My crew and I have worked relentlessly throughout the winter months grooming and sprucing and now look forward to the harvest of joy that comes with the growing season.
We have planted almost twenty brand new landscapes of various sizes. We got stuck in at our maturing flagship gardens creating new layouts and re-planting where necessary. It has been a bumper year of gardening and landscaping especially with this warmer and drier winter. It is going to be wonderful watching all these young gardens bursting into life in the coming months of spring.
Gardens inspired by the delicate pallet of the Cape’s flora have become a specialty of mine and one that I love being tasked with.
Mostly these natural gardens have a much larger bed area than the traditional garden. The spacious bed area allows for larger diversity of plant species which nature has insisted on in our part of the world.
This diversity of plant species is required to attract the wildlife that is a necessary element of the natural garden. You want the birds, bees, lizards and ladybirds in your garden.

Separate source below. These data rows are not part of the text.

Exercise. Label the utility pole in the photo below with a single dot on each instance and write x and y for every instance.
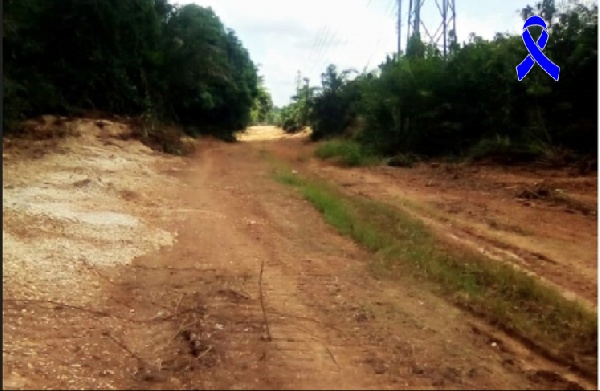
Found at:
(444, 29)
(298, 85)
(399, 27)
(306, 80)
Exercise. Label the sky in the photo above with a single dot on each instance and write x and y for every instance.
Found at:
(287, 36)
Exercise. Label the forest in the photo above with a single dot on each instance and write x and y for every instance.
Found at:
(180, 65)
(137, 58)
(470, 104)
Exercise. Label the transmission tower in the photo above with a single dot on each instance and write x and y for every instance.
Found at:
(444, 24)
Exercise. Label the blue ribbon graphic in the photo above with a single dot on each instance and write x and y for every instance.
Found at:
(535, 51)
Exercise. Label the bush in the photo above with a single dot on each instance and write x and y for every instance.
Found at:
(346, 152)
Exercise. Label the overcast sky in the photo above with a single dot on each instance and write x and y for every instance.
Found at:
(289, 35)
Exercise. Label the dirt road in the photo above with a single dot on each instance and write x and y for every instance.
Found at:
(231, 281)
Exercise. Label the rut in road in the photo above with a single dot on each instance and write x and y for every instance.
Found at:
(313, 318)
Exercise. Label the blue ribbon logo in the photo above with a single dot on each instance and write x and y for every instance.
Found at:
(535, 51)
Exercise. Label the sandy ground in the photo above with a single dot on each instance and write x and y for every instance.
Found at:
(127, 269)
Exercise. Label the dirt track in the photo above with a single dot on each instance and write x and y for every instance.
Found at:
(255, 292)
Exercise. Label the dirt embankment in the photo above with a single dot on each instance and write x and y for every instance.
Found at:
(124, 268)
(542, 221)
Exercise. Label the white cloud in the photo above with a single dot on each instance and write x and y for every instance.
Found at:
(285, 36)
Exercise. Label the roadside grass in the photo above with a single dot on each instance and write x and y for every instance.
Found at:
(346, 152)
(519, 303)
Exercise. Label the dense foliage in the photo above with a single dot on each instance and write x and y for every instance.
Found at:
(128, 57)
(471, 102)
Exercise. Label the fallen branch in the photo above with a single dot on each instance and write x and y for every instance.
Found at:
(262, 301)
(104, 314)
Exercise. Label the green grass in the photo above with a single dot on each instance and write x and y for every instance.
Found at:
(505, 296)
(346, 152)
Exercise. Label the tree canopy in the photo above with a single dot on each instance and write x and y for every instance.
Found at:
(127, 57)
(469, 102)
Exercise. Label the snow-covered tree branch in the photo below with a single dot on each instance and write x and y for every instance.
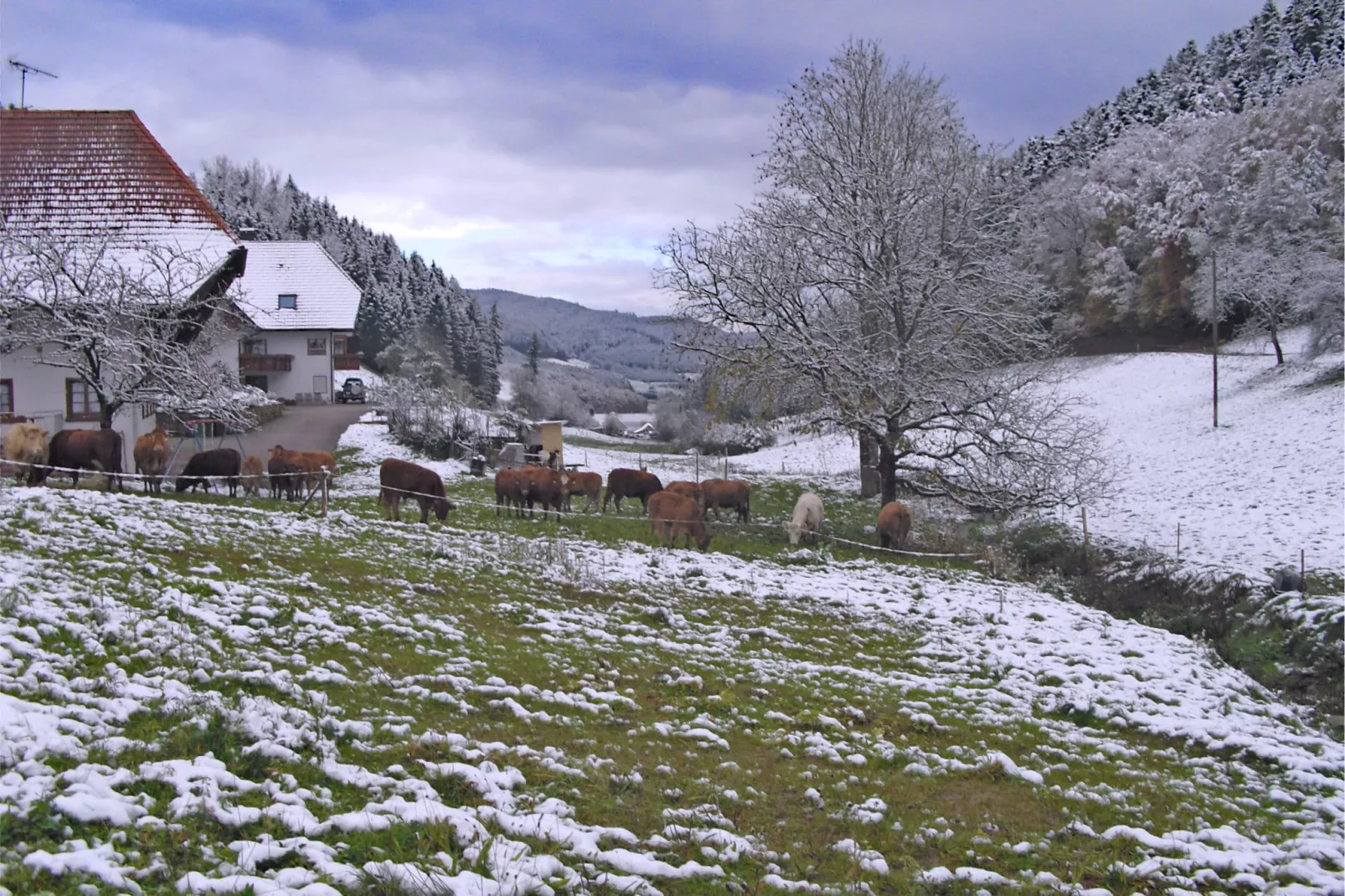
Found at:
(133, 321)
(876, 275)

Creating an indigenous, natural and beautiful garden requires a diverse palette of succulents, grasses, fine and small leaf shrubs. You will need a seriously good knowledge of indigenous shade plants and most importantly an intimate relationship with trees.
My crew of professionals and artisans are perpetually involved in the laying out of new gardens and the subsequent nurturing of these to maturity. Maintaining beauty, balance and bounty in the garden takes much commitment but the rewards are invaluable.
In the next few articles I will explore my planting palette and share some of our favourite planting combinations.
Horticulturist: Lusanda Tshontshi
For now I wish all gardeners a great growing season filled with abundance and reward.